Extended definition
P-hacking and HARKing are two practices that inflate the false-positive rate in the literature by exploiting the researcher’s flexibility in the analysis and the narrative of a study. P-hacking is the attempt, conscious or not, of various analyses, data exclusions, transformations, or data-collection stopping points until a result crosses the significance threshold. Simmons and colleagues (2011) named this flexibility researcher degrees of freedom and showed, through simulation and experiment, how it allows presenting almost any hypothesis as statistically significant. HARKing, short for hypothesizing after the results are known, is the practice described by Kerr (1998): formulating a hypothesis after seeing the results and presenting it as if it had been predicted before data collection. The two are distinct but reinforce each other: p-hacking fabricates the significant result, HARKing builds the story that justifies it. Head and colleagues (2015) used text-mining to show that p-hacking is widespread across fields, though its aggregate effect on meta-analytic conclusions is, on average, moderate.
When it applies
The concept applies as a critical lens when evaluating a study: it helps ask whether a significant result would survive pre-specified analyses or whether it was born from the hunt for a low p. It applies to interpreting literatures with many positive and few negative results, a sign that degrees of freedom may have been exploited. It applies to the design of robust studies: recognizing p-hacking and HARKing is what motivates preregistration, registered reports, and multiverse analysis, which fix the decisions before seeing the data or make them explicit. It applies to peer review, as a criterion for distinguishing a genuinely confirmatory hypothesis from a disguised exploratory one. And it applies to teaching integrity: naming the practices is the first step to avoiding them.
When it does not apply
The concept does not apply as an automatic charge of bad faith: much p-hacking and HARKing occur without intent, through cognitive biases and incentives that reward the positive result. It does not apply to honest exploratory research: exploring data and generating hypotheses is legitimate, as long as it is labeled exploratory and not presented as a confirmatory test. It does not apply as a synonym for any flexible analysis; justified and pre-specified adjustments are not p-hacking. It does not apply to invalidate an entire field: Head and colleagues (2015) showed that, though widespread, p-hacking does not always overturn a meta-analysis’s consensus. And it does not apply without distinguishing the two phenomena: treating p-hacking and HARKing as the same erases the difference between fabricating the number and rewriting the prediction.
Applications by field
- Psychology and social sciences: the origin of the debate and the focus of the replication crisis, where degrees of freedom are wide.
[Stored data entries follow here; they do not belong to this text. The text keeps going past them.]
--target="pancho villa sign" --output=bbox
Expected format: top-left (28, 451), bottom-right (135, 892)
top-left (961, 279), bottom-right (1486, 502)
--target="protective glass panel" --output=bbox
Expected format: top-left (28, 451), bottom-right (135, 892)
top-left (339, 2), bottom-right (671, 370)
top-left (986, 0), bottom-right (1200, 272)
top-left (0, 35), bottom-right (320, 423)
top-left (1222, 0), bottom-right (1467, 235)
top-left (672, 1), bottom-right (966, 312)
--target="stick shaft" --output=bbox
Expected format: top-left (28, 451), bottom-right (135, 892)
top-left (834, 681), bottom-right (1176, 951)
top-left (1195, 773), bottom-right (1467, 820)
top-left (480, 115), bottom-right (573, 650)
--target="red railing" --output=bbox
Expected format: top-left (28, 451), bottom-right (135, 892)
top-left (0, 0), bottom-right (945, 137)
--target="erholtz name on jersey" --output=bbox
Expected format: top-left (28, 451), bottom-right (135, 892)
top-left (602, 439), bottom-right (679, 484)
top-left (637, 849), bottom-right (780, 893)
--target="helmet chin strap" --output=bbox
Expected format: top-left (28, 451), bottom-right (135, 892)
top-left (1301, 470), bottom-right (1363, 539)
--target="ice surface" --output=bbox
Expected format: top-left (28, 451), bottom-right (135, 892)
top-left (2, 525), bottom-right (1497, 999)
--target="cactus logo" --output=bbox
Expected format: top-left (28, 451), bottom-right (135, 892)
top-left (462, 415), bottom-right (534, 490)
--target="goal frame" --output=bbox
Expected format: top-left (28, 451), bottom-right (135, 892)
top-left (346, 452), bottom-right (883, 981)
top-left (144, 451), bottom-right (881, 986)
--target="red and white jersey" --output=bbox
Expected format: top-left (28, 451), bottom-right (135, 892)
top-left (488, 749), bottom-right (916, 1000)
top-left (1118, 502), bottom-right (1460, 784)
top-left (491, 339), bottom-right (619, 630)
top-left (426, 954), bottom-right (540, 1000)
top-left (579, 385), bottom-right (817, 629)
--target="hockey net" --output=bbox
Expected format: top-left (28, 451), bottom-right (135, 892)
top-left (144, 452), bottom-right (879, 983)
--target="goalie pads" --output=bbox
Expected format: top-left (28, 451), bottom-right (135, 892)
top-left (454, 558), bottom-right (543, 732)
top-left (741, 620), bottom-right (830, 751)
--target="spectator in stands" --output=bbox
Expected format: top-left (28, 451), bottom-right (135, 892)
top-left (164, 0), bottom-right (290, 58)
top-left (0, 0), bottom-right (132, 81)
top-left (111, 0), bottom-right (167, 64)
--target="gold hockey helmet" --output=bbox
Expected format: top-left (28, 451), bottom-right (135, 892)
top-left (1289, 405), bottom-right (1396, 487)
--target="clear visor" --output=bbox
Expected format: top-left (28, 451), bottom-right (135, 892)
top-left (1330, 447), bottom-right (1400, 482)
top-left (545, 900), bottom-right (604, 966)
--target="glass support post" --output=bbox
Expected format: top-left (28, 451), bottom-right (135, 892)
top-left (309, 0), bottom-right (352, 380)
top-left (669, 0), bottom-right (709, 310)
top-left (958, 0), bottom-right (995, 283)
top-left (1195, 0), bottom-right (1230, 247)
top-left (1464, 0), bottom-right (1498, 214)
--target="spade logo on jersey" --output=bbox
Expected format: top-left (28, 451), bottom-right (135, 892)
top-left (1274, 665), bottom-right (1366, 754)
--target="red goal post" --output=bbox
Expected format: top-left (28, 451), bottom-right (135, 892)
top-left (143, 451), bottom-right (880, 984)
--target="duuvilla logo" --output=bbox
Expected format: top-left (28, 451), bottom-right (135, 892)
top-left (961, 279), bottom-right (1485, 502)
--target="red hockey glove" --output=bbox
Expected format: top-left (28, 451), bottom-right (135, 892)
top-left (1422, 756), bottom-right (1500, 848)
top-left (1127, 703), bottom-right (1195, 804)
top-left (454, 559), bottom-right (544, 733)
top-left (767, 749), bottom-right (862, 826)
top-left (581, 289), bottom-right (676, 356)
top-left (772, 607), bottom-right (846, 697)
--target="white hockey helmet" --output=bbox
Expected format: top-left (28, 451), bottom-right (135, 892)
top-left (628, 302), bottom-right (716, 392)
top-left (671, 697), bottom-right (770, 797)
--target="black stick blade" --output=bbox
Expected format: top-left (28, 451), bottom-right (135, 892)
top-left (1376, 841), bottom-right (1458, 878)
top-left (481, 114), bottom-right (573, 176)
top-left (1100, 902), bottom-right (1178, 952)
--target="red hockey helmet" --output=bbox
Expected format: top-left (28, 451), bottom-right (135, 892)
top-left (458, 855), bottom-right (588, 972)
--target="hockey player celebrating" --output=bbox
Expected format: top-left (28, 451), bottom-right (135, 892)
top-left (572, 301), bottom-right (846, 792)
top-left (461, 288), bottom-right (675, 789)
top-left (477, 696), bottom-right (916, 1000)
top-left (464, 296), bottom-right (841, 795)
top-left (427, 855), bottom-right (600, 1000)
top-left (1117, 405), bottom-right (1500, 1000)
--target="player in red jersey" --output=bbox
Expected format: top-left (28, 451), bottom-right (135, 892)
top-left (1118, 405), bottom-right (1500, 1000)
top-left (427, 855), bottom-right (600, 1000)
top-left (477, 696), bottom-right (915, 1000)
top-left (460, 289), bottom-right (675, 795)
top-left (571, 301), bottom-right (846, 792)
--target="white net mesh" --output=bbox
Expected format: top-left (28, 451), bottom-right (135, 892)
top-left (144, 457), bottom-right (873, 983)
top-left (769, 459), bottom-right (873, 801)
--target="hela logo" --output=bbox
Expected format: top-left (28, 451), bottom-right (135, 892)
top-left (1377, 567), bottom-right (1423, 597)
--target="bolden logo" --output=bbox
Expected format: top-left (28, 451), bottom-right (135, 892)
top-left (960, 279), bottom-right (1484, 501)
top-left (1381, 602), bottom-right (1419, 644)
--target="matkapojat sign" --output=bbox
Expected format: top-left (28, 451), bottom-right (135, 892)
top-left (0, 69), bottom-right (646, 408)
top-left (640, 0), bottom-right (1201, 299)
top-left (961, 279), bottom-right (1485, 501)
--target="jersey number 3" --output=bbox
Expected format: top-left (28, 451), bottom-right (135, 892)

- Biomedicine: trials and observational studies in which multiple outcomes open room for selecting the result.
- Ecology and evolution: the field of Head and colleagues’ study, with p-hacking detectable at scale by text-mining.
- Metascience and integrity: systemic evaluation of literatures and the design of safeguards such as preregistration.
Common pitfalls
The first pitfall is confusing legitimate exploration with fraud: generating hypotheses from data is valid if declared exploratory. The second is assuming p-hacking requires bad intent, when biases and incentives produce it without malice. The third is treating p-hacking and HARKing as identical, losing the distinction between manipulating the analysis and rewriting the hypothesis. The fourth is trusting that a single low p is strong evidence without knowing how many analyses were tried. The fifth is believing that more statistical rigor alone solves it, ignoring that the structural fix runs through preregistration, transparency of analytic decisions, and explicit separation between the confirmatory and the exploratory.